In choosing which index type to use, GiST or GIN, consider these performance differences:

GIN index lookups are about three times faster than GiST

GIN indexes take about three times longer to build than GiST

GIN indexes are moderately slower to update than GiST indexes, but about 10 times slower if fast-update support was disabled (see Section 58.4.1 for details)

GIN indexes are two-to-three times larger than GiST indexes

Full text search for flask.

flask-msearch Installation To install flask-msearch: pip install flask-msearch # when MSEARCH_BACKEND = "whoosh" pip install whoosh blinker # when MSE

197 Dec 29, 2022

document organizer with tags and full-text-search, in a simple and clean sqlite3 schema

152 Oct 29, 2022

Full-text multi-table search application for Django. Easy to install and use, with good performance.

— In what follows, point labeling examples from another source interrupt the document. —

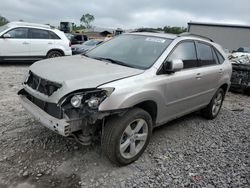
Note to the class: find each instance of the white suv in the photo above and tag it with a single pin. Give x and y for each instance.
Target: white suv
(29, 41)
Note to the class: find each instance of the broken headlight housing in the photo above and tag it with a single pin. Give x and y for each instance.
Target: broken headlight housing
(90, 98)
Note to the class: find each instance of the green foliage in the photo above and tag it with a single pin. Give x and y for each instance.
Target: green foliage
(86, 19)
(3, 20)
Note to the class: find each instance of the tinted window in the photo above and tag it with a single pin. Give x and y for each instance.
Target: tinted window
(132, 50)
(38, 34)
(205, 54)
(19, 33)
(53, 35)
(187, 53)
(220, 57)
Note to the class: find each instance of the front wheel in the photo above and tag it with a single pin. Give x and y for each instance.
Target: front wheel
(213, 108)
(125, 138)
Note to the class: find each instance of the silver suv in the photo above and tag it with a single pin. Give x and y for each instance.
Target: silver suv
(122, 89)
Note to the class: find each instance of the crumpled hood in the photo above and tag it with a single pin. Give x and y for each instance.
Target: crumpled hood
(79, 72)
(80, 46)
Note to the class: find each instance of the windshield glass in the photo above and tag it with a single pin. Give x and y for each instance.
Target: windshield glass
(2, 28)
(91, 42)
(132, 50)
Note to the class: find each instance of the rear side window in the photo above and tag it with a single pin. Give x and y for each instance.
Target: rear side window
(187, 53)
(220, 57)
(53, 35)
(38, 34)
(205, 54)
(18, 33)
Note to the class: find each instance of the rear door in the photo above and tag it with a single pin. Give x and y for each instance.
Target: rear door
(182, 89)
(17, 45)
(40, 42)
(210, 69)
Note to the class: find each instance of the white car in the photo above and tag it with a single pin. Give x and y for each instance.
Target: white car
(29, 41)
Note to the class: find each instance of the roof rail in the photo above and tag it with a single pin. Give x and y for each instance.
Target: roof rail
(29, 24)
(195, 35)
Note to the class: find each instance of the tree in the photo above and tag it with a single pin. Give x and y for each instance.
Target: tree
(3, 20)
(86, 19)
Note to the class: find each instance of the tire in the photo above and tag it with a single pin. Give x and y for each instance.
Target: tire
(213, 108)
(247, 91)
(123, 145)
(53, 54)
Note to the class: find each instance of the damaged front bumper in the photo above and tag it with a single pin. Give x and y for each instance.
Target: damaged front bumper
(60, 126)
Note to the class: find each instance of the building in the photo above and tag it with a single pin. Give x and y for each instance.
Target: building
(229, 36)
(98, 33)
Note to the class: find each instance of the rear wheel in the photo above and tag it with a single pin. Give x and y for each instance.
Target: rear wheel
(213, 108)
(53, 54)
(125, 138)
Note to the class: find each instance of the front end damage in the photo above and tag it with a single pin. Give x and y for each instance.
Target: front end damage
(240, 80)
(76, 114)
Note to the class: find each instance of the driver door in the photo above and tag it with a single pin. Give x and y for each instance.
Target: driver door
(17, 44)
(182, 89)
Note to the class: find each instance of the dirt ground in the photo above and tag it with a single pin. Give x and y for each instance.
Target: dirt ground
(188, 152)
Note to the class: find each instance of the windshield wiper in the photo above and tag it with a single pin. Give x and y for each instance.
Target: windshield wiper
(114, 61)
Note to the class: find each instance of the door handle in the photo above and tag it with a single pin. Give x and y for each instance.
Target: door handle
(198, 76)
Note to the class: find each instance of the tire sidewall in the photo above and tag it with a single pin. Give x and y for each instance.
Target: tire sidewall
(123, 125)
(213, 100)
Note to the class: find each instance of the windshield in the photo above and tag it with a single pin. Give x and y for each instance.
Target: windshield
(132, 50)
(91, 42)
(69, 35)
(2, 28)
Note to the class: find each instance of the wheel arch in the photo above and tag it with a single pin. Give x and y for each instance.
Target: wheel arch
(149, 106)
(56, 50)
(224, 87)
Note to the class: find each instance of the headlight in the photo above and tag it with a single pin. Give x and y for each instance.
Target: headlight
(90, 98)
(76, 101)
(93, 102)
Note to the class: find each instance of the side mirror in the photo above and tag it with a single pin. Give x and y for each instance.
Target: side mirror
(6, 35)
(173, 66)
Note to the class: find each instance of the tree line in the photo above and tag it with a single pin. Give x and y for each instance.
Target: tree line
(87, 19)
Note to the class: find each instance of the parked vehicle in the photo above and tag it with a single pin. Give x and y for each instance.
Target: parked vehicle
(83, 48)
(127, 86)
(66, 27)
(78, 39)
(29, 41)
(244, 49)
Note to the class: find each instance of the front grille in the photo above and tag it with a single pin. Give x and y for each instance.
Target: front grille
(50, 108)
(42, 85)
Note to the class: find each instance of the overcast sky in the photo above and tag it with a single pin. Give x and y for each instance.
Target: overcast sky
(128, 13)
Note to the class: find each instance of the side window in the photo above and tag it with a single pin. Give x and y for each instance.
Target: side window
(220, 57)
(18, 33)
(53, 35)
(187, 53)
(38, 34)
(205, 54)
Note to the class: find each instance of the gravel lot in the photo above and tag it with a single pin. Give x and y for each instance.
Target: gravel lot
(188, 152)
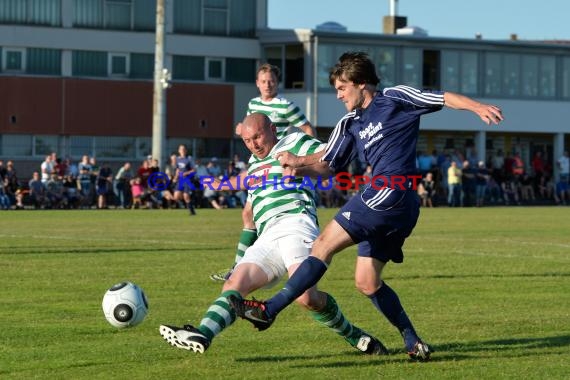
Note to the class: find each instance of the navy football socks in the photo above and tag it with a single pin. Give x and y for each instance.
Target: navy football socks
(308, 274)
(387, 301)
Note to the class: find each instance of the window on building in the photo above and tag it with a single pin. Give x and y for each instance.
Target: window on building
(15, 145)
(215, 17)
(89, 63)
(529, 78)
(13, 59)
(144, 15)
(450, 71)
(114, 146)
(141, 66)
(31, 12)
(547, 75)
(383, 56)
(291, 61)
(242, 18)
(215, 69)
(43, 61)
(88, 13)
(80, 146)
(565, 85)
(431, 69)
(118, 64)
(459, 71)
(493, 74)
(511, 75)
(412, 68)
(240, 70)
(469, 73)
(115, 14)
(188, 67)
(44, 145)
(118, 14)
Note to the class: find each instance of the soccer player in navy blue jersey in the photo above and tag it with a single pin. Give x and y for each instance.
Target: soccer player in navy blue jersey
(382, 128)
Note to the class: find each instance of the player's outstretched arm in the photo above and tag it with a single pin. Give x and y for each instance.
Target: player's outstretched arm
(487, 112)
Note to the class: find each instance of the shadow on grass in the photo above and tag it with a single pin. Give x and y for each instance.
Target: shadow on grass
(486, 275)
(513, 348)
(90, 250)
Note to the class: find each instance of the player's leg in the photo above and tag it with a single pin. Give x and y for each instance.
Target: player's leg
(368, 278)
(324, 309)
(262, 314)
(188, 199)
(247, 237)
(219, 315)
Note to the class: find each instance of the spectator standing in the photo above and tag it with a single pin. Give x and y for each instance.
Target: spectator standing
(454, 183)
(122, 186)
(37, 191)
(481, 181)
(104, 185)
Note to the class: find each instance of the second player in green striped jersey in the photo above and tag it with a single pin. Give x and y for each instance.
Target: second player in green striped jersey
(269, 192)
(282, 112)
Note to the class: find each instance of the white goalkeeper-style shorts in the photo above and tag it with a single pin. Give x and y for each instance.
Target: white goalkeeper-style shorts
(286, 241)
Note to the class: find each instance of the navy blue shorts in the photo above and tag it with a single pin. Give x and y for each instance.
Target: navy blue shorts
(379, 221)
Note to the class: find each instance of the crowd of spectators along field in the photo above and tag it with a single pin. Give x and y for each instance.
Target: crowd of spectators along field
(452, 180)
(87, 184)
(459, 181)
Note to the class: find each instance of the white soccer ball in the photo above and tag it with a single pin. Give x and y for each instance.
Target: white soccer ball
(125, 305)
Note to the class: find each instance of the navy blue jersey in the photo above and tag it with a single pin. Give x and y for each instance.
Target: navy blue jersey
(384, 134)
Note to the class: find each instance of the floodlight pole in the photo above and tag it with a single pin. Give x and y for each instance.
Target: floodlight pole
(161, 79)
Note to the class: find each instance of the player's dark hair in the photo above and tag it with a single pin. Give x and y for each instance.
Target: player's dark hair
(355, 67)
(269, 68)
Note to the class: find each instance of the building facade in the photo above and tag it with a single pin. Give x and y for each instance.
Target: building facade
(76, 78)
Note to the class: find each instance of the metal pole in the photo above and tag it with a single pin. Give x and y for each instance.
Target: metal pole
(161, 77)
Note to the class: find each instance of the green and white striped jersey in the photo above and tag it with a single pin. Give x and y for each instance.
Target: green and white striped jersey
(282, 113)
(271, 196)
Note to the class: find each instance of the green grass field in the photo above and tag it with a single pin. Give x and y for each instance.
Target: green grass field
(487, 288)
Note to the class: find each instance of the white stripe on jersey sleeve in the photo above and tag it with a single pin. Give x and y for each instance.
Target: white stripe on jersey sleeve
(415, 96)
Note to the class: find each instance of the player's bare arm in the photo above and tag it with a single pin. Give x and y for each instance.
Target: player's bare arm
(487, 112)
(309, 165)
(288, 159)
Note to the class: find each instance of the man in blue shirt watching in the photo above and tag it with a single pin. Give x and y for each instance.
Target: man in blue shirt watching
(381, 128)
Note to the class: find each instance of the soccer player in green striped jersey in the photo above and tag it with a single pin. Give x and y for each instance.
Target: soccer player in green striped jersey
(283, 114)
(286, 219)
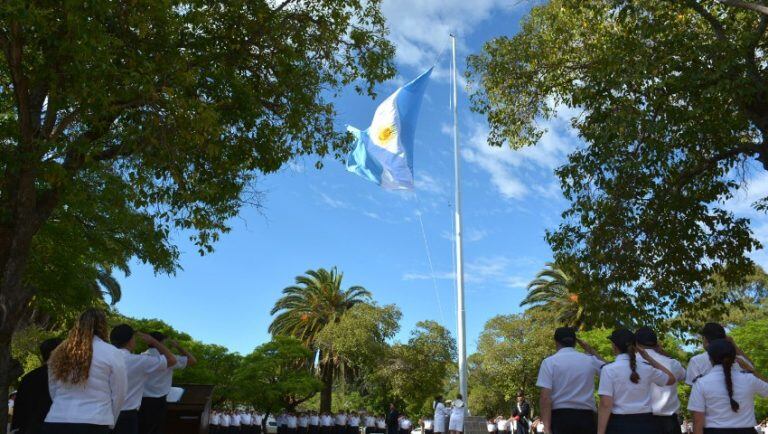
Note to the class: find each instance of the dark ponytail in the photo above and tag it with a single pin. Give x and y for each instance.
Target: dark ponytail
(722, 352)
(727, 364)
(634, 377)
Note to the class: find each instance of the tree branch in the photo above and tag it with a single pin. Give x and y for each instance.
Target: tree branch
(746, 5)
(716, 25)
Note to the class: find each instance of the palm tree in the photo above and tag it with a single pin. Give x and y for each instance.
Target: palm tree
(306, 308)
(553, 289)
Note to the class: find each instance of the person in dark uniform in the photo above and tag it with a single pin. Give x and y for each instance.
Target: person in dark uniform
(33, 399)
(393, 416)
(625, 389)
(522, 411)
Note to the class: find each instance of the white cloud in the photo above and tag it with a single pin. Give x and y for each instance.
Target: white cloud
(511, 170)
(420, 29)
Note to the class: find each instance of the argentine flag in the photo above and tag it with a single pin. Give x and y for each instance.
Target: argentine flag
(384, 152)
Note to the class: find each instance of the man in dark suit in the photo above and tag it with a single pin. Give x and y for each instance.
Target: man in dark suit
(33, 399)
(522, 410)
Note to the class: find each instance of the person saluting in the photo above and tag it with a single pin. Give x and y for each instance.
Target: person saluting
(723, 400)
(625, 388)
(567, 382)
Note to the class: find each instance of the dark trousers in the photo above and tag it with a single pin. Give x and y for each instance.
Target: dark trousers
(643, 423)
(74, 428)
(127, 423)
(668, 424)
(568, 421)
(729, 431)
(152, 415)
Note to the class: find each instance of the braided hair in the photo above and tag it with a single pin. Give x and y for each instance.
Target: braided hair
(723, 352)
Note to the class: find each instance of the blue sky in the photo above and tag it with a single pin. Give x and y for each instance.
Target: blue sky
(323, 218)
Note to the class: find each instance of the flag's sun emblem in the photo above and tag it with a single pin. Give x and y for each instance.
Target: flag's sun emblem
(387, 133)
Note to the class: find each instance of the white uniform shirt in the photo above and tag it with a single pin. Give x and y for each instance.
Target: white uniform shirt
(159, 383)
(665, 400)
(101, 399)
(709, 396)
(699, 366)
(370, 421)
(292, 421)
(138, 368)
(502, 425)
(570, 375)
(628, 397)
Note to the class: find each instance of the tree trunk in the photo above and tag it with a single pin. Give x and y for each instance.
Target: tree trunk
(5, 377)
(326, 394)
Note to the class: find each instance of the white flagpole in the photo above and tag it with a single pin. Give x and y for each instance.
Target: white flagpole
(461, 329)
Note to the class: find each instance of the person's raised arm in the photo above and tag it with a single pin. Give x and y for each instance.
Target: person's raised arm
(589, 350)
(545, 404)
(191, 360)
(170, 359)
(698, 422)
(670, 376)
(604, 413)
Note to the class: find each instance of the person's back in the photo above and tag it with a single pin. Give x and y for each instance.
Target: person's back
(710, 395)
(86, 379)
(33, 400)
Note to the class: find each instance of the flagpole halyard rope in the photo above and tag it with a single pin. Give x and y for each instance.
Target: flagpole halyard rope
(429, 257)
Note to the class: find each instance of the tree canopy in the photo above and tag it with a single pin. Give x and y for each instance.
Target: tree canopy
(674, 114)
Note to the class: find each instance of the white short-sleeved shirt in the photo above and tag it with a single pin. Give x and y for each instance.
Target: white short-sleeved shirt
(159, 383)
(699, 366)
(138, 368)
(710, 396)
(628, 397)
(100, 400)
(665, 399)
(570, 375)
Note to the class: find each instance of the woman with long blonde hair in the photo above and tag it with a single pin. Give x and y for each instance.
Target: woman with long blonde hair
(87, 380)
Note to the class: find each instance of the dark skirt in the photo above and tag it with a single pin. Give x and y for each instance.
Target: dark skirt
(643, 423)
(74, 428)
(574, 421)
(730, 431)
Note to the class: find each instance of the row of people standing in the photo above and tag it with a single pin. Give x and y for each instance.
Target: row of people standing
(91, 386)
(226, 422)
(638, 392)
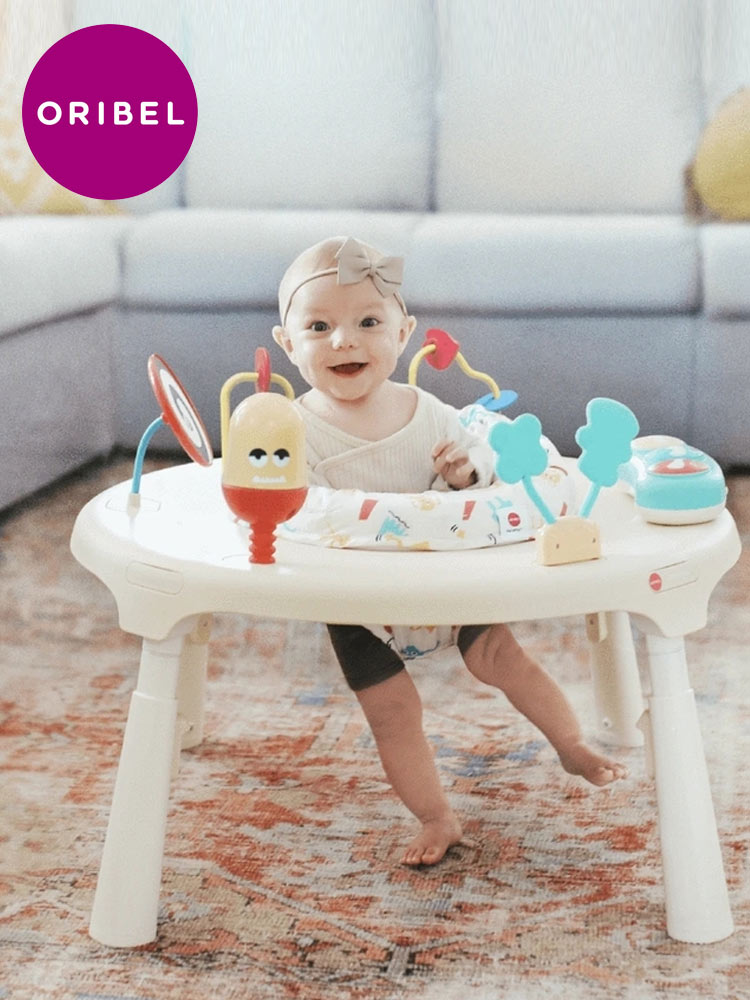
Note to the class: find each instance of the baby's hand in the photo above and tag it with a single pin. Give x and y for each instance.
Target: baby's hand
(452, 462)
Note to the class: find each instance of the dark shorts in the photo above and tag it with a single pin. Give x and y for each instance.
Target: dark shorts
(366, 660)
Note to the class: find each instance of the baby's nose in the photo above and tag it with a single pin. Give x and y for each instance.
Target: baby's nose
(344, 336)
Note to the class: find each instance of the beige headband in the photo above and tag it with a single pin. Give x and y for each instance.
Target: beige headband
(355, 263)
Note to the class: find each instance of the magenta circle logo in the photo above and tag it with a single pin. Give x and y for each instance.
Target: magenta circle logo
(109, 111)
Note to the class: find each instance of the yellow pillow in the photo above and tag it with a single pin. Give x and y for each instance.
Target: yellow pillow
(720, 173)
(24, 187)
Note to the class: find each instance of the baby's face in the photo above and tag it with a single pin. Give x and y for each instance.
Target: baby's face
(345, 339)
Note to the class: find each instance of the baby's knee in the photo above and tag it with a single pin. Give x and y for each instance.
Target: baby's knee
(495, 656)
(391, 705)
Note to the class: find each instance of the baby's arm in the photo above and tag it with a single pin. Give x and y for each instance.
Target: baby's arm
(452, 462)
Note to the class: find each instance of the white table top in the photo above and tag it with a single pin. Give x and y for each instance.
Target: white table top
(182, 553)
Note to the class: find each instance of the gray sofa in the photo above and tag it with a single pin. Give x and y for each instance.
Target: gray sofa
(527, 159)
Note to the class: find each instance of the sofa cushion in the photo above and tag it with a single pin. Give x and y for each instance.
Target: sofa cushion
(726, 265)
(548, 264)
(567, 105)
(313, 105)
(213, 257)
(52, 266)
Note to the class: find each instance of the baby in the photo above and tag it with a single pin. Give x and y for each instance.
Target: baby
(344, 325)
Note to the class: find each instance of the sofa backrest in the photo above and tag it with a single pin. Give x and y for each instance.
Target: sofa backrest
(569, 106)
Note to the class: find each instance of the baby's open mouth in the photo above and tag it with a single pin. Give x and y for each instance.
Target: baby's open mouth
(350, 368)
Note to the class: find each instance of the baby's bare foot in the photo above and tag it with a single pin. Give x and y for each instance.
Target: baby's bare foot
(579, 758)
(434, 839)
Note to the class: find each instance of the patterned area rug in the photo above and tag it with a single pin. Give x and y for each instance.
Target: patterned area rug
(281, 873)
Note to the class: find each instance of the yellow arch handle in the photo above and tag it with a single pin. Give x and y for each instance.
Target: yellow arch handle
(226, 392)
(462, 363)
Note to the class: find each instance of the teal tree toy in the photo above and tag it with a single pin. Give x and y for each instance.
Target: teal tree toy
(606, 443)
(520, 455)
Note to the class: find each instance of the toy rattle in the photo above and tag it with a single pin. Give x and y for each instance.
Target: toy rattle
(440, 350)
(264, 477)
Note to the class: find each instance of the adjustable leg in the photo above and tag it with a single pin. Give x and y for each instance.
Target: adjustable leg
(617, 684)
(127, 894)
(694, 881)
(191, 687)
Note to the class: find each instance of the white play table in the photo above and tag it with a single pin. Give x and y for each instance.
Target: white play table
(180, 556)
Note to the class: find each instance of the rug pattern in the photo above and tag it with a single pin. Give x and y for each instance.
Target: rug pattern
(281, 876)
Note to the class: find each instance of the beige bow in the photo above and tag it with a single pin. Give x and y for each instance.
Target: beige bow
(356, 263)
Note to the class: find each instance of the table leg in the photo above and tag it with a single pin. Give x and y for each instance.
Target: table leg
(191, 686)
(127, 895)
(694, 882)
(617, 683)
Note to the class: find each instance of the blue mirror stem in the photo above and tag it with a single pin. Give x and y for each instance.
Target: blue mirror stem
(141, 453)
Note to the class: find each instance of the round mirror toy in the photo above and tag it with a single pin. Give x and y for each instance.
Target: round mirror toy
(178, 412)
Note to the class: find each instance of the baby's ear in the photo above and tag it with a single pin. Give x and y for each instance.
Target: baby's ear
(408, 327)
(279, 335)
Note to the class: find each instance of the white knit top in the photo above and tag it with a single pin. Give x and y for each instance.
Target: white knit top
(400, 463)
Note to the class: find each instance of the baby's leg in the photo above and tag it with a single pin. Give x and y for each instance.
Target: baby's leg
(394, 711)
(495, 658)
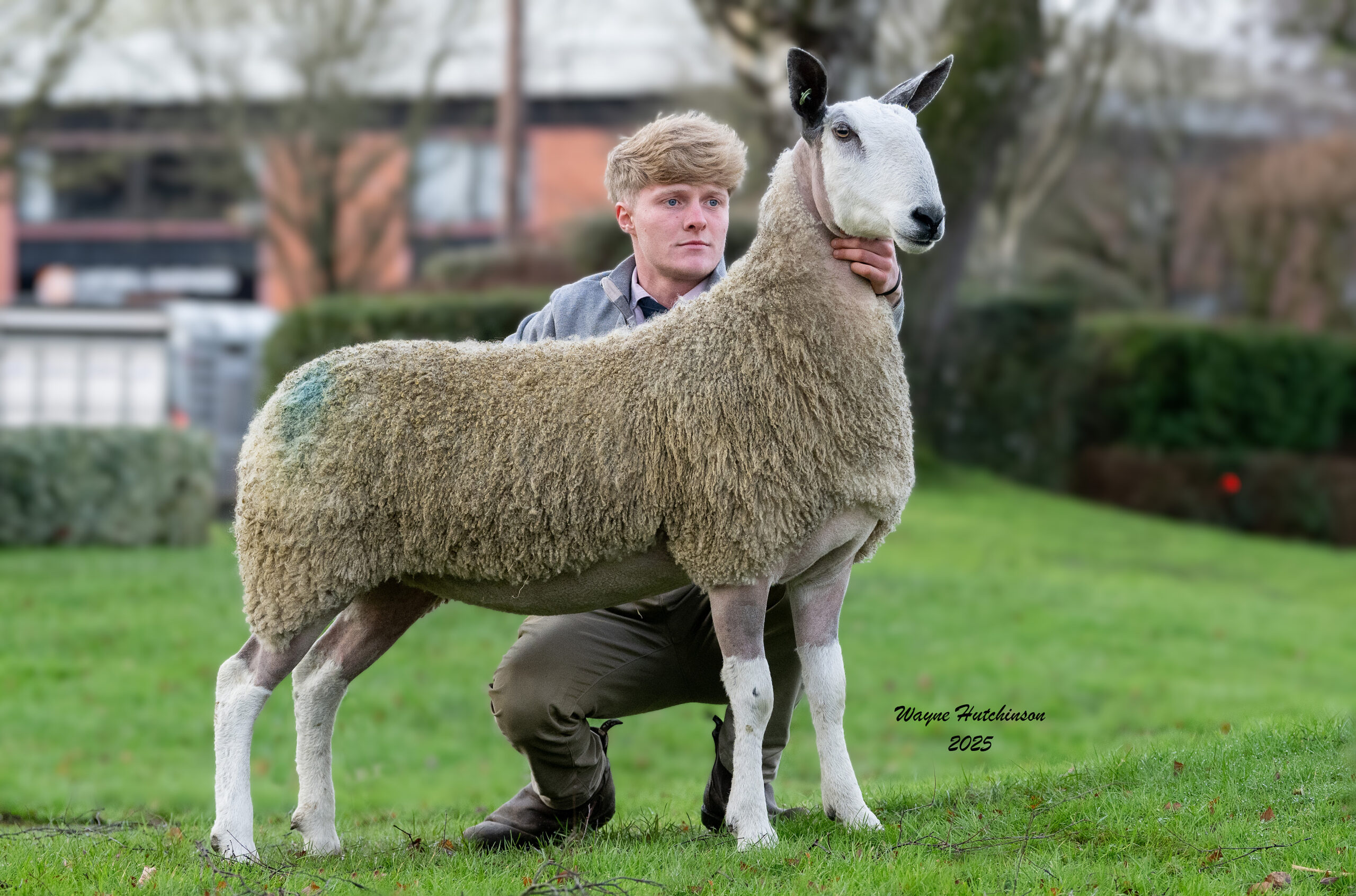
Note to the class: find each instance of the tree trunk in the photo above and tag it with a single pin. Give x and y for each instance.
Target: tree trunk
(998, 52)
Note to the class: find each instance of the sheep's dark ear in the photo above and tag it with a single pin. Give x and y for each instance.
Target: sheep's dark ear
(809, 87)
(918, 91)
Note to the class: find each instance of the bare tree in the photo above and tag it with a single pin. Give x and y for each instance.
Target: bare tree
(1117, 229)
(1333, 21)
(40, 40)
(331, 156)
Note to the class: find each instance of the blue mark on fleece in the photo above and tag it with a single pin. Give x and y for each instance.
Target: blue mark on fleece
(303, 401)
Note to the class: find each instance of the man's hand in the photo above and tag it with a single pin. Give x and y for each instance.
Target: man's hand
(873, 259)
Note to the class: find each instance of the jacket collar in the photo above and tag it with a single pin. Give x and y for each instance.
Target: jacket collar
(616, 286)
(620, 275)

django-watson django-watson is a fast multi-model full-text search plugin for Django. It is easy to install and use, and provides high quality search

1.1k Jan 3, 2023

Deep Image Search is an AI-based image search engine that includes deep transfor learning features Extraction and tree-based vectorized search.

Deep Image Search - AI-Based Image Search Engine Deep Image Search is an AI-based image search engine that includes deep transfer learning features Ex

139 Jan 1, 2023

Connectionist Temporal Classification (CTC) decoding algorithms: best path, beam search, lexicon search, prefix search, and token passing. Implemented in Python.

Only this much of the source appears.